Sunday, December 7, 2008

Shanghai: Ren Ming Square

Shanghai was an interesting experience. The rate at which Shanghai is modernizing is amazing, but the gap between rich and poor is huge. There are beggars everywhere and they can be a real trip downer at places like Nanjing Lu and The Bund. Still, if you can ignore them Shanghai can be a lot of fun. There's a lot to see, and plenty to eat. If you like Chinese food, Shanghai is the place for you.

A little history...
Shanghai's history is relatively short compared to some of China's other cities. It begins with the Opium Wars, the first being from 1839-1842, and the second from 1856-1860. Basically the British were smuggling Opium (heroin) into China to sell to the Chinese in defiance of the Qing Dynasty Laws. The Qing Emperor had asked the British to stop, and also questioned why Opium was being brought into China but outlawed in Britain. The situation climaxed to war in which the Qing lost both times. These defeats resulted in a series of unequal treaties in which the Qing were forced to sign. Some of the results of these treaties were Hong Kong going to the British, and the concession of Shanghai. The Opium Wars opened China up to the world in a sudden fashion.

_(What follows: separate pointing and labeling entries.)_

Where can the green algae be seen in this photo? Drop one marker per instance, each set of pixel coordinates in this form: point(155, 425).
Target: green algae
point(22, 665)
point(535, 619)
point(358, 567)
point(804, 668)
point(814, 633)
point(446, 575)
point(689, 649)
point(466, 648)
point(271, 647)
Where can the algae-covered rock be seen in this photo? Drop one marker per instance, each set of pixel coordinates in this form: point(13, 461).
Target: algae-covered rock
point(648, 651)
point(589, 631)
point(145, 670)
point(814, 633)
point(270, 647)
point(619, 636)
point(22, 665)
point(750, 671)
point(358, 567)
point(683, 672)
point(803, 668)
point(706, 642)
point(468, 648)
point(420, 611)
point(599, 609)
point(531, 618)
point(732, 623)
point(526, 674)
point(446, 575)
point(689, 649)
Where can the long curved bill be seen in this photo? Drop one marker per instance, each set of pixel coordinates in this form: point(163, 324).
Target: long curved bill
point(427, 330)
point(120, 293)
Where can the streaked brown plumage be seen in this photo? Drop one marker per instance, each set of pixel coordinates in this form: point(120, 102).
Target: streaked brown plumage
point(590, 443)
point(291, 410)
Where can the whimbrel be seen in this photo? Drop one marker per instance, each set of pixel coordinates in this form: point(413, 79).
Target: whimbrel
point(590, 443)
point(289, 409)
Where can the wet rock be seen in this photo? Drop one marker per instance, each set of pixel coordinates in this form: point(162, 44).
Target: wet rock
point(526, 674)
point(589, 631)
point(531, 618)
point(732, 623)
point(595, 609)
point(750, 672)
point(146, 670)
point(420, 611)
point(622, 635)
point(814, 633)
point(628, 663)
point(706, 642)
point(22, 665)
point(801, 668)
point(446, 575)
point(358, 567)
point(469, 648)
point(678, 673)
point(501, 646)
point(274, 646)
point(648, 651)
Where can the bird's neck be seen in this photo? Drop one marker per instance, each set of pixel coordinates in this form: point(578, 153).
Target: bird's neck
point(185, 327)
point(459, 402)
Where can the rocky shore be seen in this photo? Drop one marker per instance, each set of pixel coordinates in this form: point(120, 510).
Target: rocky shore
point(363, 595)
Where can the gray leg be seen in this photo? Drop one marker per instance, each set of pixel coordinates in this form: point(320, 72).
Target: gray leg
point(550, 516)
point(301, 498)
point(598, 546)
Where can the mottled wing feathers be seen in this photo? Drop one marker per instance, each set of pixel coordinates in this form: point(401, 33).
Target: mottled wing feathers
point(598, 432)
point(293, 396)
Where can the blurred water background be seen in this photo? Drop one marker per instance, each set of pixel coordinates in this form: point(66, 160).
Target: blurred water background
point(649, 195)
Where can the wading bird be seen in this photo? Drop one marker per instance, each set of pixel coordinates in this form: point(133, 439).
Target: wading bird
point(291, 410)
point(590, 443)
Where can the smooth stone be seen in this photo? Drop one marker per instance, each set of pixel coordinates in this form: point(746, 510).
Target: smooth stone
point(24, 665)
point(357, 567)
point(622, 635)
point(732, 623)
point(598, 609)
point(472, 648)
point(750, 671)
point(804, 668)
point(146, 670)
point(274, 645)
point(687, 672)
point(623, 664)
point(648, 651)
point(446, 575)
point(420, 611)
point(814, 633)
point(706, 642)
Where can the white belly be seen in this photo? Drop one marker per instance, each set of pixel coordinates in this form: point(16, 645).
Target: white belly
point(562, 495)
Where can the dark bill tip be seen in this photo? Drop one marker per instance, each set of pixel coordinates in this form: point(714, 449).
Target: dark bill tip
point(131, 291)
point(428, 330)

Shanghai grew from a little fishing village into the most important trading center in Asia. Different countries wanted in on the action and as such there were different districts, most notably the British and French Districts. The Americans eventually merged their district in with the British and controlled it jointly. Because of Shanghai's history as a hub for the world the people in Shanghai believe they are more modern, more worldly, more open to change, and of course more business minded.

There is a saying in China: Beijing Ren Ai Gou, Shanghai Ren Mai Gou, Xian Gang Ren Chu Gou
This translates into: Beijing people love their country, Shanghai people sell their country, and Hong Kong people leave their country. It plays on stereotypes, but I found it funny and partially truthful. Shanghai people are enterprising and aggressive. It's every man, woman or child for themselves.

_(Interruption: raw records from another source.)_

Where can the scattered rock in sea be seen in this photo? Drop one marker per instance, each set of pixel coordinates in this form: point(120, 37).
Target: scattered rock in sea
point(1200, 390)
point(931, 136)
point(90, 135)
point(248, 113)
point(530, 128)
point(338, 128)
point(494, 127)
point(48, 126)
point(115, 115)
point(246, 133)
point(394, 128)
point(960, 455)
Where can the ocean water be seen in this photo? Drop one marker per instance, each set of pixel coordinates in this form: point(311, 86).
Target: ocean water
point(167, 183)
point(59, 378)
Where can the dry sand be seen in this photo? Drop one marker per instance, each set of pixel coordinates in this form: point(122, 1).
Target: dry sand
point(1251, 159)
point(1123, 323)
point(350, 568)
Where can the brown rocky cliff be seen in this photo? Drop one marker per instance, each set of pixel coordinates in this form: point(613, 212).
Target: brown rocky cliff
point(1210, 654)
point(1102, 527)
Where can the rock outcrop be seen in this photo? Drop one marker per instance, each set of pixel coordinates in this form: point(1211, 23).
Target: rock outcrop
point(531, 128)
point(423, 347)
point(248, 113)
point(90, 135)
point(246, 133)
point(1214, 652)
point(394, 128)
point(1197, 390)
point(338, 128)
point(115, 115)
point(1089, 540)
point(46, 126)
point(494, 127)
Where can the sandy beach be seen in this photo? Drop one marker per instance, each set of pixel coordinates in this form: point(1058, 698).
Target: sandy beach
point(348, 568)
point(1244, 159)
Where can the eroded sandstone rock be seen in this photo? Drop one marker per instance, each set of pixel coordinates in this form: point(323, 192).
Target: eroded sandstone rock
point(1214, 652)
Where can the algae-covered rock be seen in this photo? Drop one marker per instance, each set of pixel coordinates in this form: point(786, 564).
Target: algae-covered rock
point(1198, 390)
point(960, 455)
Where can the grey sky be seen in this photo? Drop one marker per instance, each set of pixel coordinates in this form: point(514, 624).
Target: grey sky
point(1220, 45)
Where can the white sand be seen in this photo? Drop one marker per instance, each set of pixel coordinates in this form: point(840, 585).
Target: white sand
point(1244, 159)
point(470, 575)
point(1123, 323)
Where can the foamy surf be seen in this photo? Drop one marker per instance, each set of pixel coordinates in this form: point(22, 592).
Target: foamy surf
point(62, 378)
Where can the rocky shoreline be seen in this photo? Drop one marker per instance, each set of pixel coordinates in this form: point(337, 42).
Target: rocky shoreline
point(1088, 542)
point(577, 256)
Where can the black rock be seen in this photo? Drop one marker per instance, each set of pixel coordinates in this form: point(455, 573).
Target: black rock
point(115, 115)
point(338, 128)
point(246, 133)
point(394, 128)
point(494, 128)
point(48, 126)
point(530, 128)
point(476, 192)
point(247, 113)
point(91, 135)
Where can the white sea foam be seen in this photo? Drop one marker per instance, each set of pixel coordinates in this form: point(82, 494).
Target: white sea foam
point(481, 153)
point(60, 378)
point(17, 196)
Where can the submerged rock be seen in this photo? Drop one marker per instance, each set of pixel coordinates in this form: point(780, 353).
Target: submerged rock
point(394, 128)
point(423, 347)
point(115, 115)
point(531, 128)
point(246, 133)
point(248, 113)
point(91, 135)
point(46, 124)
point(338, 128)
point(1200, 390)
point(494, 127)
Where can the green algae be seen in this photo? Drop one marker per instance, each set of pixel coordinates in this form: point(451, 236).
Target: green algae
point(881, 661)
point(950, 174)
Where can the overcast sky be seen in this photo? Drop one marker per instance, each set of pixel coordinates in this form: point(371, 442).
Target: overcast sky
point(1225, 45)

Also I found Shanghai people to be the most rude and classless of all people I have met while traveling. In general the Chinese are quite rude, but the people in Shanghai take the cake, they are even worse than the people in Hong Kong. In Hong Kong if you spoke English they lightened up. In Shanghai they were just rude to everyone. Of course they all think I'm Chinese so I got the brunt of their rudeness. As with all generalizations it does not apply to everyone I met in Shanghai. I met quite a few very nice people there, but the generalization was my experience.

Short history on Shanghai
The Opium Wars

First I'll start off with the Ren Ming Square Area, the Huangpu Park, and Nanjing Road.

Ren Ming Square
Before you leave the MRT (subway) station you'll see a recreation of the 1930s shopping area.
Recreation of the 1930s shopping area.

Ren Ming Square

Ren Ming Square

Ren Ming Square

City Planning Museum at Ren Ming Square. Go inside to see a model of the Shanghai of tomorrow.
A model of the Shanghai of tomorrow.

Beggar and a child. Note that most of these children are orphans and not the child of the beggar. Often they will pair up to help each other out. The child helps the beggar get more money, and the beggars helps take care of the orphan.

Huang Pu Park
This park was built in 1868. Back then it was for British only and there was a sign that said no dogs and no Chinese. These were but 2 of the 10 rules listed, but you get the point. That sign is obviously not there anymore. I went on a Sunday and you can see people practicing Tai Chi there.

Huangpu Park

Mao's little red book

Tai Chi

Tai Chi

Master and Student practicing Tai Chi

Master and Student Practicing Tai Chi

I will try to post some Tai Chi videos soon.

Nanjing Lu
Nanjing Road - tons of shopping here

Also tons of beggars. I told this guy to leave me alone or he'd end up on the internet. Well, here he is.

Random Pictures

I went to a Chinese Tea ceremony. This flower will bloom when the tea is ready.
Drink up!

Street Vendors

The Lin Ping Area around my first hostel. If you want to see a throw back to old Shanghai go here.
My first hostel in Shanghai
My 2nd hostel in Shanghai

Remember this red urn from one of my Taiwan posts? I hope nobody's really using it!

Still many bikes, but cars too

Maglev train. It uses magnets so that it floats above the tracks. This reduces friction and allows the train to travel at 301 kph easily. It is a wonderful engineering marvel!

Whatever Wall Street English is, I don't think it's very good.

Um.... No Comment

Nobody obeys this sign. People in China spit everywhere. They don't just spit, they hock it from deep down. Nasty.

People in Shanghai walk around in their PJs.

Another person walking around in PJs.